Inflation Inches Higher With Lower Consumers’ Confidence, What Assets Will Benefit

Fundamental indicates that may outperform the index in the coming months as the threat of stagflation becomes real.

Concerns over peak economic growth coincides with rising inflation, pushing the real yield on Treasuries to record lows. The high correlation between the real yield and gold suggests bullion is undervalued.

The US Consumer sentiment plummeted in November, with anxiety about inflation helping to push the index to a decade low. Looking ahead, the risk is outsized and persistent price rises feed into the consumer-inflation psyche. In the near term, shortages and prices should restrain inflation-adjusted spending.

A drift higher in expectations could undermine policymakers’ prediction that core inflation will settle at the 2% target, even if some price increases are transitory.

The preliminary reading of the University of Michigan’s Index for November dropped to the lowest level in 10 years. The index fell to 66.8 from 71.7 prior; the expectations (-5.1 index points) and current conditions components (-4.5 index points) were significantly lower. The consensus forecast was for sentiment to improve to 72.5.

On the heels of surprisingly high October elevated inflation expectations, one may seek comfort in resilient consumer spending and business profits. With wage growth now running below inflation and pandemic government transfers winding down, consumer sentiment fell sharply in November.

Meanwhile, supply-chain bottlenecks continue to pressure goods prices, and housing prices remain elevated as supply factors restrain homebuilding activities. What is critical for Q4 US growth is how actual consumption fares. October (Tuesday) will show whether the drop in consumer confidence reins in spending.

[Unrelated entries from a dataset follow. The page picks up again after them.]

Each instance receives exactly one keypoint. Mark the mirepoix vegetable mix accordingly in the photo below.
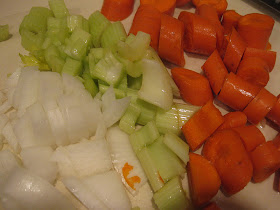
(101, 55)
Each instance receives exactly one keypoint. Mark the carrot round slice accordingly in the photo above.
(171, 40)
(258, 108)
(237, 93)
(116, 10)
(202, 188)
(194, 87)
(200, 34)
(255, 29)
(226, 151)
(254, 70)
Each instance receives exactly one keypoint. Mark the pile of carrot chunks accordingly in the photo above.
(236, 72)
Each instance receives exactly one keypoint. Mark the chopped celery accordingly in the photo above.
(114, 33)
(167, 163)
(172, 196)
(167, 121)
(72, 67)
(4, 32)
(128, 120)
(97, 24)
(151, 171)
(177, 145)
(59, 8)
(144, 136)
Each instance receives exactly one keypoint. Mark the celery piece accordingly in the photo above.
(4, 32)
(108, 69)
(151, 171)
(72, 67)
(59, 8)
(114, 33)
(136, 49)
(171, 196)
(167, 163)
(97, 24)
(178, 146)
(128, 120)
(167, 121)
(144, 136)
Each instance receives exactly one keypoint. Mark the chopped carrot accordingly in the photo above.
(215, 71)
(194, 87)
(233, 120)
(266, 160)
(237, 93)
(220, 5)
(200, 34)
(130, 180)
(268, 56)
(258, 108)
(116, 10)
(202, 188)
(164, 6)
(202, 124)
(255, 29)
(254, 70)
(234, 51)
(171, 40)
(230, 19)
(226, 151)
(251, 136)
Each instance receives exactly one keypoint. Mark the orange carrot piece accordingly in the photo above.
(234, 51)
(171, 40)
(219, 5)
(237, 93)
(116, 10)
(200, 34)
(268, 56)
(233, 120)
(266, 160)
(258, 108)
(147, 19)
(215, 71)
(194, 87)
(255, 29)
(226, 151)
(251, 136)
(202, 188)
(254, 70)
(230, 19)
(202, 124)
(164, 6)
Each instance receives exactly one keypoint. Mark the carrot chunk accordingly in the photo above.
(147, 19)
(237, 93)
(215, 71)
(202, 124)
(255, 29)
(234, 51)
(254, 70)
(258, 108)
(194, 87)
(251, 136)
(230, 19)
(233, 120)
(266, 160)
(200, 34)
(171, 40)
(164, 6)
(268, 56)
(226, 151)
(202, 188)
(116, 10)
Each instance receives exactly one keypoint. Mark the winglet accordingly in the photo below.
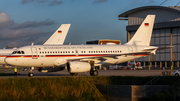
(59, 35)
(144, 32)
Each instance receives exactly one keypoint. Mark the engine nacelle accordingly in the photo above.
(77, 67)
(50, 69)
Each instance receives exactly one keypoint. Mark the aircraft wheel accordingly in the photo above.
(30, 74)
(73, 74)
(94, 72)
(176, 74)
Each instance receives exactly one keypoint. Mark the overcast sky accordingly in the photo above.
(25, 21)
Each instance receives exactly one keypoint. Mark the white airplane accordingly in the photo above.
(57, 38)
(83, 58)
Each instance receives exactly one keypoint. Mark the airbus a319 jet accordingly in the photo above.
(57, 38)
(83, 58)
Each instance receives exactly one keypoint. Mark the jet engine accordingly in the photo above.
(77, 66)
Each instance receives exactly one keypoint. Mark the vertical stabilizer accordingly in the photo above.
(59, 35)
(144, 32)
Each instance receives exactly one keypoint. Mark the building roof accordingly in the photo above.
(125, 14)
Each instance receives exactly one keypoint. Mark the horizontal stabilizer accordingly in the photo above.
(59, 35)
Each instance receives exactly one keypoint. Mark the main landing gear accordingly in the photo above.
(93, 71)
(31, 72)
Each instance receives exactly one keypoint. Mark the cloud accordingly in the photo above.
(49, 2)
(99, 1)
(12, 33)
(33, 24)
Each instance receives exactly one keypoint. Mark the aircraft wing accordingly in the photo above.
(58, 36)
(114, 56)
(161, 48)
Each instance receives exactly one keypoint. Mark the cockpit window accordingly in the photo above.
(22, 52)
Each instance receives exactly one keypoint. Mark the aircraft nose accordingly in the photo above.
(9, 60)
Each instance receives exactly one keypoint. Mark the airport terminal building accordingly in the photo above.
(166, 32)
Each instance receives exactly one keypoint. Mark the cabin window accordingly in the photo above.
(22, 52)
(14, 52)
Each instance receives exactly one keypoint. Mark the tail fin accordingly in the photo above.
(144, 32)
(59, 35)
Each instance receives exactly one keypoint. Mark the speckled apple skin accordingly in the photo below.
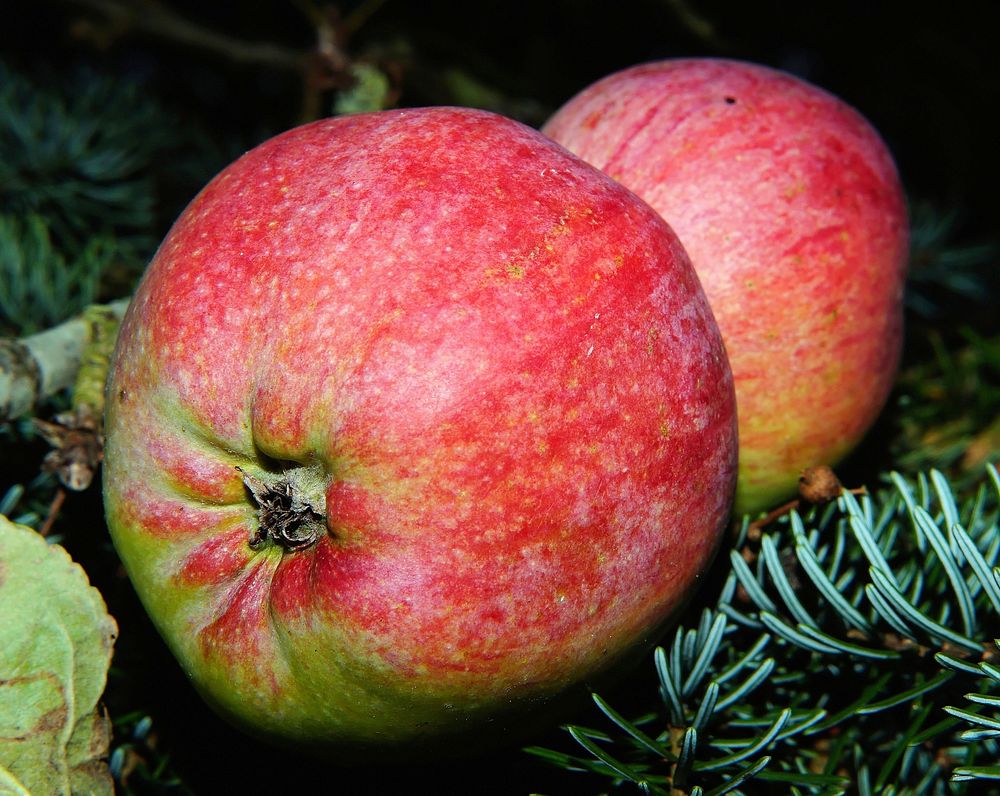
(791, 210)
(506, 371)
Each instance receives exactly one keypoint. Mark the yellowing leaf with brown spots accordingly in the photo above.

We expect it will be a surprise on the upside; pent-up demand will be a factor, though high gasoline prices are set to exaggerate what should be a more moderate gain ex-autos and gas. Consumers still have some financial cushion in their bank accounts.

One biggest question is if inflation will eat into consumption next year. That depends on the pace of the labour-market recovery. Will wage growth catch up to inflation and can businesses can make up for higher costs with improved productivity? These questions will not be answered this week.

Furthermore, Minneapolis President Neel Kashkarisaid the US central bank should not overreact to elevated inflation even as it causes pain for Americans, because it is likely to prove temporary. A not-so-hawkish Fed is another positive news for gold.